Le projet de loi de la réforme du crédit à la consommation préparait la mise en place d’un tel fichier, une centrale des crédits aux particuliers, placée sous la responsabilité de la Banque de France. Une étude a été réalisée, qui a duré 3 ans à partir de la promulgation de la Loi. C’était, je trouve, assez lent, surtout à la vitesse où vont les choses. Nicole Bricq, sénatrice du PS de la Seine-et-Marne et vice présidente de la commission des finances du Sénat à l’époque proposait d’ailleurs la création de ce fichier, mais surtout d’un « crédit social », ouvert aux familles en général exclues du crédit, pour des montants allant jusqu’à 3000 euros. Le fichier positif, donnant l’assurance aux banques que vous pouvez effectivement rembourser vos emprunts, permet du coup de faciliter l’octroi de crédits : le microcrédit devient envisageable !

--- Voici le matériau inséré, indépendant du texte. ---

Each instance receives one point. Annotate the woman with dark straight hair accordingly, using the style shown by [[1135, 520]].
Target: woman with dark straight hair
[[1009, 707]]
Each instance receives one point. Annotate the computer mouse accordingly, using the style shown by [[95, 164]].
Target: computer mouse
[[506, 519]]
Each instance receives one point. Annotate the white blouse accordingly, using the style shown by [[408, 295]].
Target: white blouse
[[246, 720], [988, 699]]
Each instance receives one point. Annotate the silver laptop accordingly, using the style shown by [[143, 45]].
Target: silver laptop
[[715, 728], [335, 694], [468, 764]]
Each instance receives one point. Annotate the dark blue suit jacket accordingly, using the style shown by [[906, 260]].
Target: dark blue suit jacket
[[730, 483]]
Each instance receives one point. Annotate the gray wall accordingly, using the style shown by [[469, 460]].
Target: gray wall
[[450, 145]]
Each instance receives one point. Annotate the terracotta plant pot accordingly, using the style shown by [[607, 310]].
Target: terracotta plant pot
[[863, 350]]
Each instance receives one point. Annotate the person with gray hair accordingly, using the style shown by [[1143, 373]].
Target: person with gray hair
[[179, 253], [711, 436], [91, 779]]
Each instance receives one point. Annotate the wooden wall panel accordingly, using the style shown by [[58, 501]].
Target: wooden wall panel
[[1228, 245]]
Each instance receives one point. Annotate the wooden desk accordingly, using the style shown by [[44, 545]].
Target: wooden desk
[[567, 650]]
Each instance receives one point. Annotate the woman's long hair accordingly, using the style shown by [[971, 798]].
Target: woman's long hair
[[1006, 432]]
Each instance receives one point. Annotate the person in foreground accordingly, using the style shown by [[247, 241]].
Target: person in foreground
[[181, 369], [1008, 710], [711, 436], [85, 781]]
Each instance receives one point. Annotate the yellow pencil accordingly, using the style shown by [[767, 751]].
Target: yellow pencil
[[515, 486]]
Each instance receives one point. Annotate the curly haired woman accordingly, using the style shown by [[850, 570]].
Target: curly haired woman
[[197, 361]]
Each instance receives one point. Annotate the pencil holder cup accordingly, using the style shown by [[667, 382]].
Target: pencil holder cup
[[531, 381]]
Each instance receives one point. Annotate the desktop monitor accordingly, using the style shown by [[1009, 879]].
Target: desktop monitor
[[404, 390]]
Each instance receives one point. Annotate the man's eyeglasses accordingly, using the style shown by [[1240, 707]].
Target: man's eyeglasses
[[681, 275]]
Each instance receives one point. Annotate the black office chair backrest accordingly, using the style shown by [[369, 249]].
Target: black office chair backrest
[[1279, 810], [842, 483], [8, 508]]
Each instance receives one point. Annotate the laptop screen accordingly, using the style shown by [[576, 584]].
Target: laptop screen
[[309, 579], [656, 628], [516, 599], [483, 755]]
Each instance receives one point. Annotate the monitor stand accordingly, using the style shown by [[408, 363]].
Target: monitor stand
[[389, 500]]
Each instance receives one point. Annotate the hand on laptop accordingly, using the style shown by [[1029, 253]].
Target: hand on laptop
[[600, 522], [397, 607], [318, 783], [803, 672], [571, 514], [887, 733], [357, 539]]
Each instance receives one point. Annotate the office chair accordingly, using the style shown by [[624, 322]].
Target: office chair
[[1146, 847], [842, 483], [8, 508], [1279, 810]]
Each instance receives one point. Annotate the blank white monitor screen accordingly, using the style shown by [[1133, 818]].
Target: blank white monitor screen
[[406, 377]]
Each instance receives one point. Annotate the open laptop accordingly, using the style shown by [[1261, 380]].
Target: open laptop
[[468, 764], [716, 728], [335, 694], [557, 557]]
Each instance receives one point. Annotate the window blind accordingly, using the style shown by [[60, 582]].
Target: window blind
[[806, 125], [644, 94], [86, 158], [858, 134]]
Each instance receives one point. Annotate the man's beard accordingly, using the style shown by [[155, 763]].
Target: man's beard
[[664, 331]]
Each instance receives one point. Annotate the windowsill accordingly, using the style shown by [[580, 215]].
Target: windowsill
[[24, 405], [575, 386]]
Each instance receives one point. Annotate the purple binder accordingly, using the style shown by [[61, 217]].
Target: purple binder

Ce qui est sûr, c’est qu’il n’y a jamais eu d’unanimité sur la création du fichier central, ni même entre les banques. Certaines banques préfèrent le fichier positif, estimant que ça les protégerait des futurs mauvais payeurs, d’autres sont contre, estimant que c’est un processus énorme qui compliquerait trop l’octroi des crédits. D’autres encore trouvent qu’un tel fichier est une atteinte aux libertés individuelles et à la privacité, surtout si le fichier peut servir à recevoir de la pub agressive. On les comprend quelque part, et c’est pour ça qu’il faut très bien penser le fichier central des emprunts.
l’UFC-Que choisir, association de consommateurs, est contre le fichier positif, justement à cause du manque de privacité de nos données : il donne accès au moindre établissement de crédit à notre salaire, nos revenus, nos dépenses, nos crédits, ce qui permet pratiquement à la Terre entière de nous ficher dans une case « consommateur » et lui envoyer des publicités, le solliciter pour acheter telle ou telle chose, tel ou tel service. Un enfer pour le consommateur : à cause de quelques personnes qui n’ont pas eu de chance dans la gestion de leurs finances, on fiche l’ensemble de la France.
C’est, en l’état, exagéré, et il faut bien sûr plusieurs garde-fous pour que cela n’arrive pas. L’association Cresus, qui assiste les ménages en banqueroute, est bien sûr pour, mais ils ne regardent le problème que par le prisme des surendettés. L’avis des établissements de crédit est également partagé : Cetelem est contre, la Banque Accord est pour.
On l’a compris, pour les ménages les plus fragiles, la Centrale des Crédits aux Particuliers, selon les termes de la Loi, est quelque chose de fondamental : elle protège les plus démunis, et leur permet d’accéder aux microcrédits. En revanche, pour la majorité des français, ce fichier central présente le risque, si il est mal fait, d’exposer les ménages à toutes les campagnes marketing abusives imaginables.
Faire baisser les taux d’intérêts grâce au fichier positif ?
On le voit, un « fichier central du risque », ou « fichier positif » possède beaucoup d’avantages. Il existe des entreprises et des associations qui ont tout intérêt à ce qu’un tel fichier existe. En premier lieu, les banques étrangères et autres organismes du crédit : elles auraient accès à un fichier qui leur permet de façon immédiate de cibler un demandeur de crédit, et d’accorder, ou pas, le crédit. Les banques françaises n’ont en général pas besoin du fichier positif : elles se sont constituées elles mêmes de tels fichiers en interne.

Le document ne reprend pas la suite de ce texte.